Derivatives of vector functions are an integral part of vector calculus. They provide information about the rate of change of vector quantities. For a vector function \( \mathbf{r}(t) = \langle f(t), g(t), h(t) \rangle \), the derivative \( \mathbf{r}^{\prime}(t) \) is determined by differentiating each scalar component with respect to \( t \). This results in a new vector \( \langle f^{\prime}(t), g^{\prime}(t), h^{\prime}(t) \rangle \).
In the original exercise, the function \( \mathbf{r}(t) = \langle t, t^2, t^3 \rangle \) was given. By applying the derivative operation to each component, you arrive at \( \mathbf{r}^{\prime}(t) = \langle 1, 2t, 3t^2 \rangle \). These derivatives reflect the speed and direction of change for each component of the vector function.

The unit tangent vector provides a sense of direction along a path, normalizing the tangent into a vector of unit length. It is computed by dividing the derivative of the vector function by its magnitude. The expression for the unit tangent vector \( \mathbf{T}(t) \) is given by \( \mathbf{T}(t) = \frac{\mathbf{r}^{\prime}(t)}{\| \mathbf{r}^{\prime}(t) \|} \).

For the exercise at hand, we focused on \( \mathbf{T}(1) \).

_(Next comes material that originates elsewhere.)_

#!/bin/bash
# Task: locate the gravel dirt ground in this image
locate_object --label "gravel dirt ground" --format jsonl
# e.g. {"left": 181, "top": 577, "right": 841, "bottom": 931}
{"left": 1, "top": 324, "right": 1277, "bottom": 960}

By first evaluating \( \mathbf{r}^{\prime}(1) = \langle 1, 2, 3 \rangle \) and its magnitude \( \| \mathbf{r}^{\prime}(1) \| = \sqrt{14} \), the unit tangent vector is calculated as \( \mathbf{T}(1) = \left\langle \frac{1}{\sqrt{14}}, \frac{2}{\sqrt{14}}, \frac{3}{\sqrt{14}} \right\rangle \). This resulting vector points in the direction the curve is heading at \( t = 1 \), with a normalized length of 1.

The cross product, a significant operation in vector calculus, results in a vector perpendicular to two original vectors in three-dimensional space. It's often used to find orthogonal directions or calculate areas spanned by vectors. The formula for the cross product of two vector functions \( \mathbf{a} = \langle a_1, a_2, a_3 \rangle \) and \( \mathbf{b} = \langle b_1, b_2, b_3 \rangle \) is given by:

• \( \mathbf{i}(a_2b_3 - a_3b_2) \)
• \(- \mathbf{j}(a_1b_3 - a_3b_1) \)
• \(+ \mathbf{k}(a_1b_2 - a_2b_1) \)

For the vectors \( \mathbf{r}^{\prime}(t) = \langle 1, 2t, 3t^2 \rangle \) and \( \mathbf{r}^{\prime\prime}(t) = \langle 0, 2, 6t \rangle \), the cross product is \( \langle 12t - 6t^2, -6t, 2 \rangle \). This new vector highlights the perpendicular component to the tangent and the rate of change vectors.

The second derivative of a vector function gives us information about the concavity and acceleration of the vector path. Applying the derivative operation to the first derivative \( \mathbf{r}^{\prime}(t) \) results in the second derivative \( \mathbf{r}^{\prime\prime}(t) \). For a vector function \( \langle f^{\prime}(t), g^{\prime}(t), h^{\prime}(t) \rangle \), its second derivative is \( \langle f^{\prime\prime}(t), g^{\prime\prime}(t), h^{\prime\prime}(t) \rangle \).

In the given exercise, starting with the first derivative \( \mathbf{r}^{\prime}(t) = \langle 1, 2t, 3t^2 \rangle \), the second derivative becomes \( \mathbf{r}^{\prime\prime}(t) = \langle 0, 2, 6t \rangle \). This tells us how the velocity \( \mathbf{r}^{\prime}(t) \) is changing, indicating whether the vector path is curving upwards, downwards, or maintaining a constant arc at any point \( t \).